The negotiations leading up to the latest tentative deal on Greece’s debt brought into relief two competing visions of the European Union: the flexible, humane, and political union espoused by France, and the legalistic and economy-focused union promoted by Germany. As François Heisbourg recently wrote, “By openly contemplating the forced secession of Greece [from the eurozone], Germany has demonstrated that economics trumps political and strategic considerations. France views the order of factors differently.” The question now is which vision will prevail?
The Greeks, for their part, have been putting their national identity ahead of their pocketbooks, in ways that economists do not understand and continually fail to predict. It is economically irrational for Greeks to prefer continued membership in the eurozone, when they could remain in the EU with a restored national currency that they could devalue.
But, for the Greeks, eurozone membership does not mean only that they can use the common currency. It places their country on a par with Italy, Spain, France, and Germany, as a “full member” of Europe – a position consistent with Greece’s status as the birthplace of Western civilization.

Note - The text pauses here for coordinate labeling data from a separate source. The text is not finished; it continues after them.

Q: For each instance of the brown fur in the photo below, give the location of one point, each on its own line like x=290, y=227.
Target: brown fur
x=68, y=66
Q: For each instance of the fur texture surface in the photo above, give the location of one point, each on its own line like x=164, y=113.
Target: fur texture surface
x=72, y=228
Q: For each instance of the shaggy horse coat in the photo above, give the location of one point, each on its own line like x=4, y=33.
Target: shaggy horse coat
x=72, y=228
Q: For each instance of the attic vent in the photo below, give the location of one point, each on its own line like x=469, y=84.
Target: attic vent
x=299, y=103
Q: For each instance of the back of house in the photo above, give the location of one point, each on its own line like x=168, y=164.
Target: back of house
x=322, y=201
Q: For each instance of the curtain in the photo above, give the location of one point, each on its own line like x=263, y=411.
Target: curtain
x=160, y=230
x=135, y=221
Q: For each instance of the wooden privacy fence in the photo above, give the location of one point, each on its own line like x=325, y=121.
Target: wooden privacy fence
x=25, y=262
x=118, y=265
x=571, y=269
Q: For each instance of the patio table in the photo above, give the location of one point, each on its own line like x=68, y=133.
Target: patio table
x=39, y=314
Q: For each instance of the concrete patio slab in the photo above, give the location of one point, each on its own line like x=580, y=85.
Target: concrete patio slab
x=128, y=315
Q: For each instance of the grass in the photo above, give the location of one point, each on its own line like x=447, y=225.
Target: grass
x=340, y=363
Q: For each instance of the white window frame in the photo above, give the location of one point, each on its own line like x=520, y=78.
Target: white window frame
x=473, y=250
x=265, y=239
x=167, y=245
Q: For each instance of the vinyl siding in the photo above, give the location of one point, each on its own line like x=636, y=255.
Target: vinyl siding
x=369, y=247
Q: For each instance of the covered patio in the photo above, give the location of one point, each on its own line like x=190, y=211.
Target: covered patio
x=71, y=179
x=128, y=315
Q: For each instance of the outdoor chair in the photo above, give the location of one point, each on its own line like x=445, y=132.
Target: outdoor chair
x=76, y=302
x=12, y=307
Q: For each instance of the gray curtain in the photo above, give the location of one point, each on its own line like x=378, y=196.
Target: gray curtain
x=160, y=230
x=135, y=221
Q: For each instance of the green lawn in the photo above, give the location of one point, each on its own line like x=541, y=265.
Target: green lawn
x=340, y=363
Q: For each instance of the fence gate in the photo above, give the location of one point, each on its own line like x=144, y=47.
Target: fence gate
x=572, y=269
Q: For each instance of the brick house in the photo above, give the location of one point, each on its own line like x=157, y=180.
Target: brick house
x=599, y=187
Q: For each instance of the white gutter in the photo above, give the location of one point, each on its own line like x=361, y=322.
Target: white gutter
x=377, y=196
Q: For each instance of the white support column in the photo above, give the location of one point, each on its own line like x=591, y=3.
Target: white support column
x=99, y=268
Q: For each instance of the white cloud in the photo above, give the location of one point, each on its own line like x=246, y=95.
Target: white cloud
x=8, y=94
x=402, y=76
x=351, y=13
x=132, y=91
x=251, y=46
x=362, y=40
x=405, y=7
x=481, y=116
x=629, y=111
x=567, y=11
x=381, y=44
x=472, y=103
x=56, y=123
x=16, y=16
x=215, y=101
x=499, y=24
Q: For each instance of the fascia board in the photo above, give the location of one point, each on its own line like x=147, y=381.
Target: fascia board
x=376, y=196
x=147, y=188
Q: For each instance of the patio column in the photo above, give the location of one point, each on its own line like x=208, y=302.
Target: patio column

Whereas that stance reflects the vision of an “ever-closer union” that motivated the EU’s founders, Germany’s narrower, economic understanding of European integration cannot inspire ordinary citizens to support the compromises necessary to keep the EU together. Nor can it withstand the inevitable attacks directed against EU institutions for every action and regulation that citizens dislike and for which national politicians want to avoid responsibility.